Con circa quattro milioni di italiani colpiti, continua a dilagare l’’epidemia di diabete’ nel nostro Paese, e non solo: a livello mondiale, sono 366 milioni le persone affette da questa malattia e, secondo le previsioni, nel 2030 raggiungerà il picco di 552 milioni. Una ‘epidemia’ globale, dunque, che coinvolge in larga parte anche i più giovani: gli under 14 affetti dal diabete giovanile di tipo I sono infatti oltre 480mila. Nuove armi però, arrivano dalla ricerca, tema che sarà al centro della Giornata mondiale del diabete che si celebra il 14 novembre.

Oltre 3 milioni e mezzo di italiani colpiti. Gli italiani affetti da diabete sono oltre 3 milioni e mezzo e ogni anno nel nostro paese 27mila persone muoiono per patologie correlate al diabete. Secondo le previsioni, nel 2030 i malati in Italia saranno oltre 5 milioni. Questa ‘epidemia’ costa al nostro Servizio sanitario nazionale circa 10 miliardi di euro l’anno: il 7% della spesa è dato dai farmaci, mentre il resto è costituito dalla spesa per i ricoveri ospedalieri (68%) e per la cura di complicanze (25%).

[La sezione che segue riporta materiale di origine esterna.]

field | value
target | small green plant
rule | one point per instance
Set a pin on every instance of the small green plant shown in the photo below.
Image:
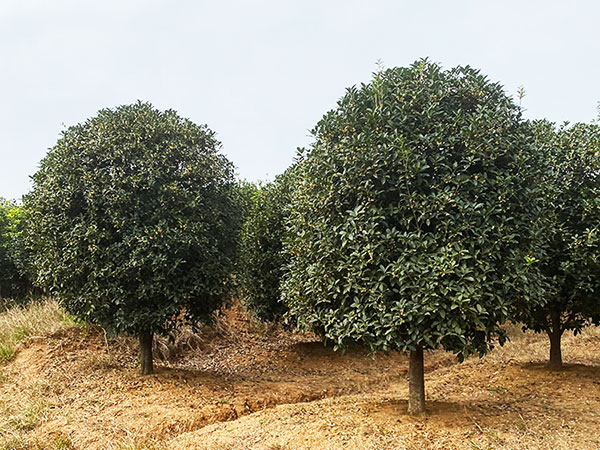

Da test per vaccino a nuovi studi, i passi avanti della ricerca. Nuove speranze per la lotta a questa malattia arrivano però dalla ricerca, che negli ultimi anni ha fatto notevoli passi avanti. Uno dei risultati recenti più significativi è, ad esempio, il prototipo di un vaccino contro il diabete giovanile, descritto in uno studio pubblicato lo scorso giungo sulla rivista Science Translational Medicine: si tratta di un ‘vaccino inverso’ che spegne anziché accendere la risposta immunitaria. Un altro traguardo riguarda, in particolare, i bambini: in futuro potrebbero infatti scomparire le fastidiose iniezioni di insulina per i piccoli diabetici, e ciò grazie ad una terapia basata sull’utilizzo, nelle 24 ore, di un sistema di infusione con rilevatore wireless di glicemia detto ‘pancreas artificiale‘ E’ poi di pochi giorni fa la notizia che ricercatori italiani dell’ospedale Pediatrico Meyer di Firenze, in collaborazione con colleghi dell’ospedale Bambino Gesù di Roma, hanno scoperto una possibile causa del diabete di tipo 1 (diabete giovanile), individuando così anche una potenziale soluzione preventiva da mettere in atto nei primi giorni di vita dei bambini a rischio di ammalarsi. Si tratta della carenza di una famiglia di molecole – le carnitine – che contribuiscono ad eliminare cellule immunitarie responsabili della malattia.